На полсекунды наступило натянутое молчание — и сразу же прервалось. Бэзил, малыш, подай мне мое барахло, ладно? — сказал один, а следом отзвенели и двое других: Мне тоже! Ага — и мне.
— Живя с этой троицей, Генри, я временами вспоминал характеристику, данную геям Уильямом Бакли-младшим: «пол, не способный закрыть рот», однако это говорил во мне ты, поскольку истина-то состоит в том, что Ди, Рея и Дезире вытащили меня из хрен знает какой канавы. Они позволяли мне корчиться на их полу, кормили меня, — чего же жаловаться, что я бегал по их поручениям, а временами играл при них роль камердинера? Суть в том, что они проявили ко мне хоть немного любви. А это было намного больше того, что я получал от кого бы то ни было в течение очень и очень долгого времени.
— Сегодня, я думаю, ворот хомутиком, Бэзил.
— Пожалуйста, Бэзил, мою накладную грудь.
— Будь добр, передай мне лифчик, Бэзил.
Бэз приносил из ванной бритву, крем для бритья, горячую воду. Члены, мошонки и ноги подбривались, затем затягивались в атлас и сетчатую ткань. Нахлобучивались парики — платья, блузки, рубашки надевались и чистились щеткой. Камердинером Бэз оказался на редкость расторопным и сноровистым, быстро и гладко помогавшим им облачаться в мантии их преувеличенной женственности: женщина-вамп в золотой парче, упеленутая в шифон южная красотка, über-нянечка в светлом парике и блузке с хрустким, точно корочка пирога воротничком.
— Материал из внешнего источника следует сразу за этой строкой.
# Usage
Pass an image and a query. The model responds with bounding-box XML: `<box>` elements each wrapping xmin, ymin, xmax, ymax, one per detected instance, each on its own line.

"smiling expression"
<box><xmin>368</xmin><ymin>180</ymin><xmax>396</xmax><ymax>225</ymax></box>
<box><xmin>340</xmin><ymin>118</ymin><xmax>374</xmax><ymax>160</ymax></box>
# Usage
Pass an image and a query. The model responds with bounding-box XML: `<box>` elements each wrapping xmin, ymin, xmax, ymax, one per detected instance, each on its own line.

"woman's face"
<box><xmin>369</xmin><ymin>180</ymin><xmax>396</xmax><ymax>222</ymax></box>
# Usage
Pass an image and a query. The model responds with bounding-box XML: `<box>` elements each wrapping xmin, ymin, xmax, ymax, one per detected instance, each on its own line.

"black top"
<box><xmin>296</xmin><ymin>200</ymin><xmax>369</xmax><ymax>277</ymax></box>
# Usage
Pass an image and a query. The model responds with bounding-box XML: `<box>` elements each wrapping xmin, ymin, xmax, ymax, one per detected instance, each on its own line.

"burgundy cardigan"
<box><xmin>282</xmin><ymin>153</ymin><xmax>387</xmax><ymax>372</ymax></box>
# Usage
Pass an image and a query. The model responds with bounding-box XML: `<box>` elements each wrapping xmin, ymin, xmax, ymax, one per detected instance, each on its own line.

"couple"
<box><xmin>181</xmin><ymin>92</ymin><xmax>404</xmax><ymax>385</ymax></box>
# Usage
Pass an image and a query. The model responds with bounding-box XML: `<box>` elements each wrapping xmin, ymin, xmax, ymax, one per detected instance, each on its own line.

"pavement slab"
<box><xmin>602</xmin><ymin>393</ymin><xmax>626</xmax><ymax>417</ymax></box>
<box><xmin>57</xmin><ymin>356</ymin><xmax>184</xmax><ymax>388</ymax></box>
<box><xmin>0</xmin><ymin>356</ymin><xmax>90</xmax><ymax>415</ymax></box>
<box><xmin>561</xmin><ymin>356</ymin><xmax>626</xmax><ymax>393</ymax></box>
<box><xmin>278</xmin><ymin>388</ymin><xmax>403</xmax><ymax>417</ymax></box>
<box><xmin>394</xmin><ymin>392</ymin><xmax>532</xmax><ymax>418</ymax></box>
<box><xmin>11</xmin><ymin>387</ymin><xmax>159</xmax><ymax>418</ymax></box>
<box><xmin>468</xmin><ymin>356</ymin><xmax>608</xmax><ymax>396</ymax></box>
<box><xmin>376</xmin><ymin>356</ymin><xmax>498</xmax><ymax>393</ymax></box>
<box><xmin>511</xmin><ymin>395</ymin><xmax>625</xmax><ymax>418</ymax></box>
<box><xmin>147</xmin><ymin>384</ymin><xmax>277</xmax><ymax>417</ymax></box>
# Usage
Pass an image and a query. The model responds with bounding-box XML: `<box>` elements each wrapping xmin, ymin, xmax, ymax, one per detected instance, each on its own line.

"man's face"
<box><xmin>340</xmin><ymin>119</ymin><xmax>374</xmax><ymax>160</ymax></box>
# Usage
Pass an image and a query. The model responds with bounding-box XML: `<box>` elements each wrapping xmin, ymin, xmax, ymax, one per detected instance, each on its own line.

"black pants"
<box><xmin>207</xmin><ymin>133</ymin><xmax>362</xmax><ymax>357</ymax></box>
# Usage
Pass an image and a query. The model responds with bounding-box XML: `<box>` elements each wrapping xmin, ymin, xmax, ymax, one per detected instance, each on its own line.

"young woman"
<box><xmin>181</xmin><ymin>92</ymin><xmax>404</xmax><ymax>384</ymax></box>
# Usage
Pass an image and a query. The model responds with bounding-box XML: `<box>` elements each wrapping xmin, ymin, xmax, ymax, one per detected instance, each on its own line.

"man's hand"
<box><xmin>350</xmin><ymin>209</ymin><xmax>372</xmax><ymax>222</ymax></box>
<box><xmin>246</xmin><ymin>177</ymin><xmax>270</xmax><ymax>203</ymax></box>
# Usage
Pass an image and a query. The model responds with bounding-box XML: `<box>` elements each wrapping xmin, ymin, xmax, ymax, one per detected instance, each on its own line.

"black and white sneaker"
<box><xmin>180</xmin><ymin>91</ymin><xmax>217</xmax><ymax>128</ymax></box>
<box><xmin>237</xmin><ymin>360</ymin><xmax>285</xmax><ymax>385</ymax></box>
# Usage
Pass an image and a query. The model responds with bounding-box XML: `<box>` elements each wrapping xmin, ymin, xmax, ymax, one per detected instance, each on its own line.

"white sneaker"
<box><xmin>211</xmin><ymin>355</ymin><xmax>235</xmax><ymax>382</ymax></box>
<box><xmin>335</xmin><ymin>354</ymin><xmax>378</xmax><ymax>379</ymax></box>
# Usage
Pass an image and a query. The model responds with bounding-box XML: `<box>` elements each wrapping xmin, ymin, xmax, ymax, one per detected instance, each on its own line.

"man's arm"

Кто-то с силой заколотил по двери.
— Ты заказывал пиццу, Бэзил?
— Нет, девочки, у вас же дневное выступление, я не думал, что останется время на…
Удары не прекращались.
— Ты бы посмотрел, кто там, Бэзил, — сказал леди Ди.
Бэз приотворил запертую на три цепочки дверь. Показалась полоска кожаных ковбойских сапог, синих джинсов, белого хлопка и светлых волос. Полоска Дориана.
— Кто это, сладенький? — позвал Рея.